# ETL Google Reviews (Extract, Load, Transform)

Welcome to this notebook focused on the analysis of Google Reviews. In this project, our aim is to conduct a thorough analysis of user-generated opinions on the Google platform, delving into valuable insights associated with various establishments.

Google, as a prominent business review platform, serves as a substantial data repository. This data source will empower us to comprehend user preferences, accentuate pertinent aspects, and contribute to well-informed decision-making processes.

Throughout this notebook, we will steer through the Extract, Transform, Load (ETL) process to prepare the data effectively. Following that, we will apply diverse sentiment analysis and visualization techniques to derive meaningful insights, shedding light on the nuanced perspectives encapsulated in Google Reviews.

### Requirements

⚠️ **Ensure you have the following libraries installed before running the code**

- pandas
- re

You can install these libraries by opening a terminal or command line window and running the following command:

*`pip install json pandas polars`*

# 1. Import Libraries

In [12]:
import pandas as pd
import os
from datetime import datetime
import re

## 2. Connect and Upload Data

In [2]:
directorio = "D:/Datasets_proyecto/reviews-estados"

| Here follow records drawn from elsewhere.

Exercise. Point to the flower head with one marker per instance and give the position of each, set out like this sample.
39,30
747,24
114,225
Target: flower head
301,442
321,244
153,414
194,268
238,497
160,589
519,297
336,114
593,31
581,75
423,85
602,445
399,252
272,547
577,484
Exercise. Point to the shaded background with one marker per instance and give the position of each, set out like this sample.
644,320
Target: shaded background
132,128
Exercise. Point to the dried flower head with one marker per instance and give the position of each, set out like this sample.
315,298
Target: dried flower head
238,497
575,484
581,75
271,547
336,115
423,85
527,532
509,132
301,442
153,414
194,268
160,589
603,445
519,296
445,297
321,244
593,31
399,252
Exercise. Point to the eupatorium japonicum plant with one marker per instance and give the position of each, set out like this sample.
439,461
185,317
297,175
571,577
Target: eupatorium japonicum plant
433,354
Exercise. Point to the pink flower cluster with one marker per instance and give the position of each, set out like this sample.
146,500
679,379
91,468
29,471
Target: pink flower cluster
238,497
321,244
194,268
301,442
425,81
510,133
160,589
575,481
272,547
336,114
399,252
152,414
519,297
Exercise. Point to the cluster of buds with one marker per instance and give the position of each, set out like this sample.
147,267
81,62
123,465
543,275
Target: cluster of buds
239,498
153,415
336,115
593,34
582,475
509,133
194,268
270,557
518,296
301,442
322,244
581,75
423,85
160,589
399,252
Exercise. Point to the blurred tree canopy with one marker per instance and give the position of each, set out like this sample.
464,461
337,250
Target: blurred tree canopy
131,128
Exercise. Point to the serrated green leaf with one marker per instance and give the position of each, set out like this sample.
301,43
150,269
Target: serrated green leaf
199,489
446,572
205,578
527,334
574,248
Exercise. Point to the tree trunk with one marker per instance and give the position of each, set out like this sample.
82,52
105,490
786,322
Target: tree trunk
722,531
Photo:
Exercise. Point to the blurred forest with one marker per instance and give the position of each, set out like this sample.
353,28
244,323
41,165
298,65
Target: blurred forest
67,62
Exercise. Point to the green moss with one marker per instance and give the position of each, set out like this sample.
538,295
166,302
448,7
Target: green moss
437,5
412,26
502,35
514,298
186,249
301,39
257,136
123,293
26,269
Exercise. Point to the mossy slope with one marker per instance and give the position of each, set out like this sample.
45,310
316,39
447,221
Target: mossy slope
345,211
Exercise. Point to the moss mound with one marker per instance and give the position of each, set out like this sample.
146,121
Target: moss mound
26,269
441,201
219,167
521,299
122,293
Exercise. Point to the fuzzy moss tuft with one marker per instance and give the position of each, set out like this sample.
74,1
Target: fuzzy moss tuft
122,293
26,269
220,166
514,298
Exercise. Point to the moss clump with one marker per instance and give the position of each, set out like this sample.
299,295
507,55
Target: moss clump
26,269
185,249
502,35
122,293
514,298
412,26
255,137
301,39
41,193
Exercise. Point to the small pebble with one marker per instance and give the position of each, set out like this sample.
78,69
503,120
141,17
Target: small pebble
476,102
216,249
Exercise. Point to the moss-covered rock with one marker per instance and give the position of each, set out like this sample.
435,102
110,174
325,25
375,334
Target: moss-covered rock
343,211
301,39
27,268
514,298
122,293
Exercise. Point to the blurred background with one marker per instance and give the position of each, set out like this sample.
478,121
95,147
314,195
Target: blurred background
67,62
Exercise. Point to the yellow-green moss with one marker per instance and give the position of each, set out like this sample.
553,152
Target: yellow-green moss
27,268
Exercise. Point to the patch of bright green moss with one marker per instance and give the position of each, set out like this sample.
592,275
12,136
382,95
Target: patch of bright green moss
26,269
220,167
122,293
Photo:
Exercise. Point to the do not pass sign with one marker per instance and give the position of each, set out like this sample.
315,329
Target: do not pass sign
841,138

# List to store the individual DataFrames
dfs = []

# Iterate over each file in the directory
for filename in os.listdir(directorio):
    if filename.endswith(".json"):
        filepath = os.path.join(directorio, filename)
        
        # Read the JSON file into a DataFrame
        df = pd.read_json(filepath, lines=True)
        
        # Add the DataFrame to the list
        dfs.append(df)

# Concatenate all DataFrames into one        
dfreviewsGoogle = pd.concat(dfs, ignore_index=True)

## 3. Explore and Clean Data

In [3]:
# We read the dfbusinessGoogle dataset because the name of the location is not included, only the ID

dfbusinessGoogle=pd.read_csv(r'D:\Datasets_proyecto\dfbusinessGoogle.csv')

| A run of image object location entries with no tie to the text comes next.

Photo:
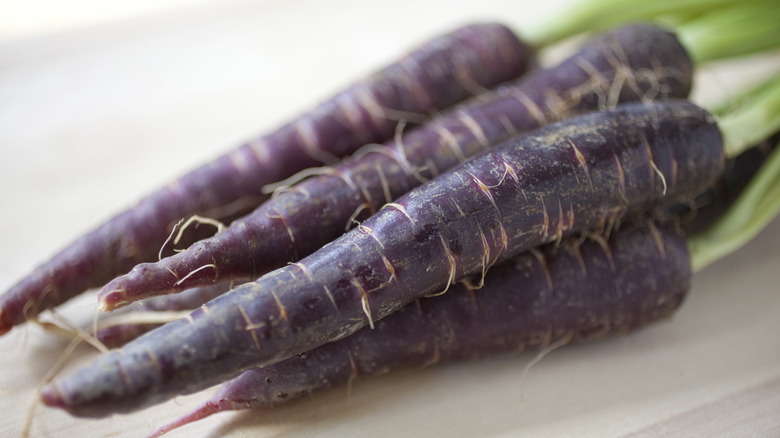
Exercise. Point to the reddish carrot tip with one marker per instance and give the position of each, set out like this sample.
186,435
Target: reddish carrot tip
201,412
52,397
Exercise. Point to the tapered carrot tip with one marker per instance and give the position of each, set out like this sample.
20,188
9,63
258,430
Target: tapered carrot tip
52,397
203,411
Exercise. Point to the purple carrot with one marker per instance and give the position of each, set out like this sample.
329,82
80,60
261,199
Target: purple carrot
636,62
130,322
439,74
571,176
580,292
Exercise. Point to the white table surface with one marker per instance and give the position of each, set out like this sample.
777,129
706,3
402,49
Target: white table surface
99,106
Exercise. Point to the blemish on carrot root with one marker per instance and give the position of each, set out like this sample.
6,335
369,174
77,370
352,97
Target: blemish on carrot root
383,183
531,106
474,127
582,162
353,373
369,232
447,138
198,220
402,209
390,269
170,236
658,239
195,271
602,242
280,306
453,266
364,301
621,177
284,222
485,255
353,217
545,268
250,327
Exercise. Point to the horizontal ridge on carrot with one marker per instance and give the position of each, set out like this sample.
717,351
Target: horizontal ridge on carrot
635,62
437,75
581,174
580,291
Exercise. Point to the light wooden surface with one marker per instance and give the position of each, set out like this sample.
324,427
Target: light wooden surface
100,107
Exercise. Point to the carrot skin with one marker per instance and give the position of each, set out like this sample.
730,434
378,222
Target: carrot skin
571,176
116,335
437,75
648,61
707,208
582,291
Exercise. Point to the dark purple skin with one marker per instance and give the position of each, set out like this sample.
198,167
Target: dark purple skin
697,215
581,174
281,231
439,74
579,291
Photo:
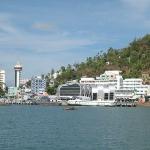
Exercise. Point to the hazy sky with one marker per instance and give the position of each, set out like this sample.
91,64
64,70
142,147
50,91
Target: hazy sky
46,34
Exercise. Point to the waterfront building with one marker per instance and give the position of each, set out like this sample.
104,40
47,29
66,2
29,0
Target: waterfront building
126,88
69,89
38,85
136,85
12,91
23,81
18,69
2,79
108,78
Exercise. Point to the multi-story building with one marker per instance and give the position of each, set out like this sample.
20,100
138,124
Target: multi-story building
2,79
23,81
136,85
12,91
38,85
126,88
18,69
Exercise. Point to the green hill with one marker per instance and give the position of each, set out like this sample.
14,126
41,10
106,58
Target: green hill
132,61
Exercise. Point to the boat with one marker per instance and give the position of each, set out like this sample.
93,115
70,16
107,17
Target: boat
69,108
83,102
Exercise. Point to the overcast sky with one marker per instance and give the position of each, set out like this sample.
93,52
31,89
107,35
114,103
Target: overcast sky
46,34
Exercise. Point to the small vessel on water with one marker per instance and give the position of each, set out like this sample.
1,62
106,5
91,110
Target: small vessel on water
69,108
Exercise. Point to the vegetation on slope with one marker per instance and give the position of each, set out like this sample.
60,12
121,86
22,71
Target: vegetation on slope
132,61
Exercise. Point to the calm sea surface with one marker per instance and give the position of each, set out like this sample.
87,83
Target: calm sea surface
87,128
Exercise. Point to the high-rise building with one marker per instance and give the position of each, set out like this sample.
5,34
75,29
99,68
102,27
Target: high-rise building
18,69
2,79
38,85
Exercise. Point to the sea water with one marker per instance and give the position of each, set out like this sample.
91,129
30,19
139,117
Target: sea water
86,128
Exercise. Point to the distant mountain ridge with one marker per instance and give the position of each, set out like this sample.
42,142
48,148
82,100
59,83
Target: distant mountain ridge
132,61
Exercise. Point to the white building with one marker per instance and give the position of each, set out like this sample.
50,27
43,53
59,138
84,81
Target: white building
23,81
38,85
127,88
136,85
18,69
2,79
108,78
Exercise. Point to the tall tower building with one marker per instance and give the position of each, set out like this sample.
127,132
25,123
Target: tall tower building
2,79
18,69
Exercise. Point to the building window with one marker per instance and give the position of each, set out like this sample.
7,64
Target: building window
105,96
111,96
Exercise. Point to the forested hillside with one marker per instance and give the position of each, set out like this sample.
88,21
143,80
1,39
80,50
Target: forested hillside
132,61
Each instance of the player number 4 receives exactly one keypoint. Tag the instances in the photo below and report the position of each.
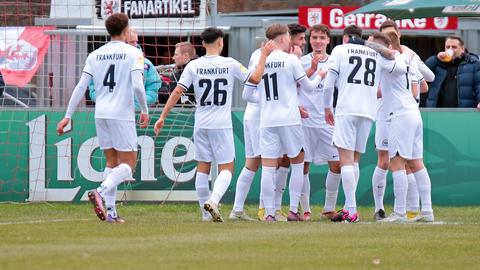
(109, 79)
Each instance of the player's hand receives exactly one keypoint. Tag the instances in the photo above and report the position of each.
(329, 118)
(315, 61)
(322, 74)
(159, 125)
(144, 120)
(61, 125)
(442, 56)
(296, 50)
(303, 112)
(268, 47)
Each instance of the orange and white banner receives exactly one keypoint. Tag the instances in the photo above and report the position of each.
(22, 50)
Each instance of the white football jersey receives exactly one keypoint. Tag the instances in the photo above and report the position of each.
(359, 69)
(397, 90)
(252, 111)
(213, 79)
(313, 100)
(110, 67)
(278, 90)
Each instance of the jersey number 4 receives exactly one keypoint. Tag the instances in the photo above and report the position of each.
(109, 79)
(219, 95)
(368, 76)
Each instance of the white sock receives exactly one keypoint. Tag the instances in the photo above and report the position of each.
(114, 178)
(331, 190)
(379, 182)
(348, 182)
(221, 185)
(305, 197)
(400, 186)
(267, 187)
(110, 195)
(243, 186)
(280, 184)
(413, 198)
(356, 172)
(295, 186)
(424, 189)
(201, 186)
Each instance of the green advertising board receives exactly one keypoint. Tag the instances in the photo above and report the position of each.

# Get the unique business_ids from df_google

business_ids_to_keep = dfbusinessGoogle['business_id'].unique()


# Filter df_reviews_ulta_beauty using isin

dfreviewsGoogle = dfreviewsGoogle[dfreviewsGoogle['gmap_id'].isin(business_ids_to_keep)]

In [5]:
# From the 'date' column, we extracted the month, year, and hour. 

dfreviewsGoogle['time'] = pd.to_datetime(dfreviewsGoogle['time'], unit='ms')

dfreviewsGoogle['month'] = dfreviewsGoogle['time'].dt.month
dfreviewsGoogle['year'] = dfreviewsGoogle['time'].dt.year
dfreviewsGoogle['hour'] = dfreviewsGoogle['time'].dt.hour

**The following columns are eliminated because they are not relevant to the project**

In [4]:
#name,pics,resp
dfreviewsGoogle.drop(columns=['name','pics','resp'],inplace=True)

#time
dfreviewsGoogle.drop(columns=['time'],inplace=True)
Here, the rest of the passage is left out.